The picture grows even more complicated when one considers genetic factors that may also play a role. Although the mechanism behind the heritability of obesity is still poorly understood, the link between obesity and genetics has been a part of research theories for decades. Studies on twins have found a strong heritability (the proportion of the variance in a trait attributable to common familial factors) for obesity, and the situation is similar for sleep apnea. According to Patel, the heritability of the apnea-hypopnea index is close to 40%.5

Many of the susceptibility genes for obesity and OSA could be shared. However, it is also possible that, in some individuals, separate genetic predispositions are at work and the development of one disorder leads to the other. For example, a person who is genetically prone to developing OSA—such as someone with naturally lax connective tissue in the upper airway—could have such disturbed sleep that his or her metabolic function is changed to make obesity more likely.
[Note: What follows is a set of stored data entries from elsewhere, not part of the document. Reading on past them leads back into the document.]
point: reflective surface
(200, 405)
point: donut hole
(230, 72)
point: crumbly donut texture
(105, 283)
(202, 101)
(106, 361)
If sleep does influence metabolism and appetite, could teaching healthy sleep habits and treating sleep disorders help obese individuals control their weight and help normal-weight people stay that way? More research is needed to say for sure, the experts cautioned. However, in the meantime, getting proper sleep certainly will not hurt and may help.

Lena Kauffman is editor of Sleep Review.

1. Blackburn G. Epidemiology of the worldwide epidemic of obesity: the future. Paper presented at: Sleep Loss and Obesity: Interacting Epidemics scientific workshop; March 27-28, 2006; Washington, DC.

2. Centers for Disease Control and Prevention. Overweight and obesity: rrequently asked questions (FAQs). Available at: www.cdc.gov/nccdphp/dnpa/obesity/faq.htm. Accessed June 11, 2006.

3. Smoot TM, Xu P, Hilsenrath P, Kuppersmith NC, Singh KP. Gastric bypass surgery in the United States, 1998-2002. Am J Public Health. May 30, 2006; [Epub ahead of print].

4. Spiegel K. Metabolism and appetite regulation. Paper presented at: Sleep Loss and Obesity: Interacting Epidemics scientific workshop; March 27-28, 2006; Washington, DC.

5. Patel S. The connection between obesity and sleep apnea: common and overlapping genetic links. Paper presented at: Sleep Loss and Obesity: Interacting Epidemics scientific workshop; March 27-28, 2006; Washington, DC.